Неподалеку от города расположено китайское предместье Фудадзянь.
Этот город глинобитный, скученный, грязный. Здесь тесно сбились фанзы и лачуги. Каждая щель в этих фанзах и халупах кишит узкоглазыми, желтолицыми китайцами-ремесленниками, чернорабочими, «рогульщиками» (носильщиками), мелкими торговцами, у которых всего товара на несколько гривенников.
Кривые улички сбегаются, как ручейки, к китайскому базару — «барахолке». Эти улички кипят. Лимоннолицые ремесленники работают у своих лавчонок. Медники проворно бьют молоточками. Жестянники паяют у жестяных конфорок, раздуваемых ручными мехами. Парикмахеры, голые по пояс, бреют на улицах. «Купезы», как пауки в гнездах, сидят в темноте своих лавок, под длинными полотнищами вывесок, с которых струятся переплетенные значки — китайские иероглифы. Над харчевнями висят вместо вывесок обручи с бумажной цветной бахромой. Здесь непереносим для европейского обоняния острый запах китайского чеснока и бобового масла.
В Фудадзяне. Кумирня.
На базарных уличках юрко вертятся в постоянно струящейся толпе китайчата. Они грызутся у отбросов, как голодные собачонки. кидаются стайками к каждому русскому и, протягивая грязные желтые ручонки, просят:
— Дай! Дай!
Только это одно слово знают они и, получив подачку, улепетывают со всех ног и прячутся с добычей в черных, как звериные норы, дверях халупы.

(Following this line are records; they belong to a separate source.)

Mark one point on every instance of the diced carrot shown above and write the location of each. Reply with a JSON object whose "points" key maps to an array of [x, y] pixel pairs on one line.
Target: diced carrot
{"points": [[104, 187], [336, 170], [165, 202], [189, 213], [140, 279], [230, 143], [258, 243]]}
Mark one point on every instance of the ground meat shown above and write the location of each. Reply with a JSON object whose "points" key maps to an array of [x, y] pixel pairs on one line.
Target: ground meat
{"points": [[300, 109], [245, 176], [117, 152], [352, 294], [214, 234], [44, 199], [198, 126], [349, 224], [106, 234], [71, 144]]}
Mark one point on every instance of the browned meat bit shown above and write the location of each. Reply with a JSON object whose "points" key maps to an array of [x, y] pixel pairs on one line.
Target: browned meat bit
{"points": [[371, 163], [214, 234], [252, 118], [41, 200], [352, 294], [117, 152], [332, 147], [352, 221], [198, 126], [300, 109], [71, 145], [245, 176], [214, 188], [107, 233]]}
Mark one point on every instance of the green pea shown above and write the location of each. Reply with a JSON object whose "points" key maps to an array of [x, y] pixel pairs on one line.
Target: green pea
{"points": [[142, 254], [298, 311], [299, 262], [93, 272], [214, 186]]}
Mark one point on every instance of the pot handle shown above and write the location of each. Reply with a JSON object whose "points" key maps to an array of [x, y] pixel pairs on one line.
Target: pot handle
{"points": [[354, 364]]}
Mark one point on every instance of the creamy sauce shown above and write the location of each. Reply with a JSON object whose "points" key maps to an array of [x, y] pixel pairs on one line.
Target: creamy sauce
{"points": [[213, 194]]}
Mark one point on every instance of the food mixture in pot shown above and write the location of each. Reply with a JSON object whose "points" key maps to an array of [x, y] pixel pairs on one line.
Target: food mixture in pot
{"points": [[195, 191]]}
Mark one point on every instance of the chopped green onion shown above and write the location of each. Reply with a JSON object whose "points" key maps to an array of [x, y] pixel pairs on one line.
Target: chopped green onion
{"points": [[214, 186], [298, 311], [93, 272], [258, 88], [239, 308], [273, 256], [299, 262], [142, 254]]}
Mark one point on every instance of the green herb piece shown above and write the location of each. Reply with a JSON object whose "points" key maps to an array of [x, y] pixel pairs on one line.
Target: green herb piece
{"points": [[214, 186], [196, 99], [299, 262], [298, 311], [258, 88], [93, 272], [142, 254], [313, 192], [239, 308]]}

Женщины с изуродованными ногами, почти без ступни, точно на копытцах, с детьми за спиною, морщат сухие безгубые рты и просят:
— Дай, дай, капитана!
И прячут милостыню за пазуху, обнажая сухие, обвислые груди.

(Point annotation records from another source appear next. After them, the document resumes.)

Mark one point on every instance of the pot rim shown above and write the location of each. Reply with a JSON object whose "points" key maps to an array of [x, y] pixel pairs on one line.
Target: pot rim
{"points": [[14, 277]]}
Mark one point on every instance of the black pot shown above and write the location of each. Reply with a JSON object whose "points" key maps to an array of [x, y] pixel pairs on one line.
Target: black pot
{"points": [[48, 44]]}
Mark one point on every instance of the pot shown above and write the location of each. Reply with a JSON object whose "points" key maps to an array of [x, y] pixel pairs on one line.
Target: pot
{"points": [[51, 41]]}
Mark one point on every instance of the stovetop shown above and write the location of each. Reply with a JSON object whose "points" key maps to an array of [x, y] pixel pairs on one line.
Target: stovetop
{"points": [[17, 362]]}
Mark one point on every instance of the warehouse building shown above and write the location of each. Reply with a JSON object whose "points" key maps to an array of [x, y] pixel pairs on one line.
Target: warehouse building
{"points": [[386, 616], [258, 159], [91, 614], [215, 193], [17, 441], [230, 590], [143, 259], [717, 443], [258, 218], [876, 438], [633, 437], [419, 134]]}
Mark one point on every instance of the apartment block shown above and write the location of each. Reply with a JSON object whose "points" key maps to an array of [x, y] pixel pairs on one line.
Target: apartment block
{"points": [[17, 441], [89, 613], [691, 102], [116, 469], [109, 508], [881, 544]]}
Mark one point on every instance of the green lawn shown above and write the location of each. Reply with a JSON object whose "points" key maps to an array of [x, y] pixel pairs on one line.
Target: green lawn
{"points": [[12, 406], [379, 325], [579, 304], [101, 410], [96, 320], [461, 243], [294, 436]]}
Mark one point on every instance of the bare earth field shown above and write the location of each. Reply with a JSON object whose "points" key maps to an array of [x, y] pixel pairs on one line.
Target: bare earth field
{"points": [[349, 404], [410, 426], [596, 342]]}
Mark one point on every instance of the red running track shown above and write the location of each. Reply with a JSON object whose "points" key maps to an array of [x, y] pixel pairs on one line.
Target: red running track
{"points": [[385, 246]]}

Советскому гражданину опасно часто ходить сюда. Не потому, конечно, что жители этих лачуг причинят ему неприятности. Русский белогвардеец на службе у китайской охранки ходит по пятам советского человека, и нужен только малейший предлог, чтобы не только подозреваемый в агитации среди китайской бедноты был упрятан в тюрьму, но чтобы китайские власти, в поисках большевистского заговора, который мерещится им всюду, причинили большие неприятности советскому консульству.
Это горемычное, нищее китайское предместье совершенно равнодушно к праздничному перезвону колоколов Николаевского кафедрального собора в те «царские», «табельные» дни, которые крепко помнит белый Харбин. Но китайское предместье знает и помнит дни советских праздников.
Когда вечером в первомайский праздник советские учреждения в Харбине засверкали иллюминацией и из окон клуба железнодорожников полились на улицу звуки «Интернационала», из заречных улиц потекли в город толпы китайской бедноты.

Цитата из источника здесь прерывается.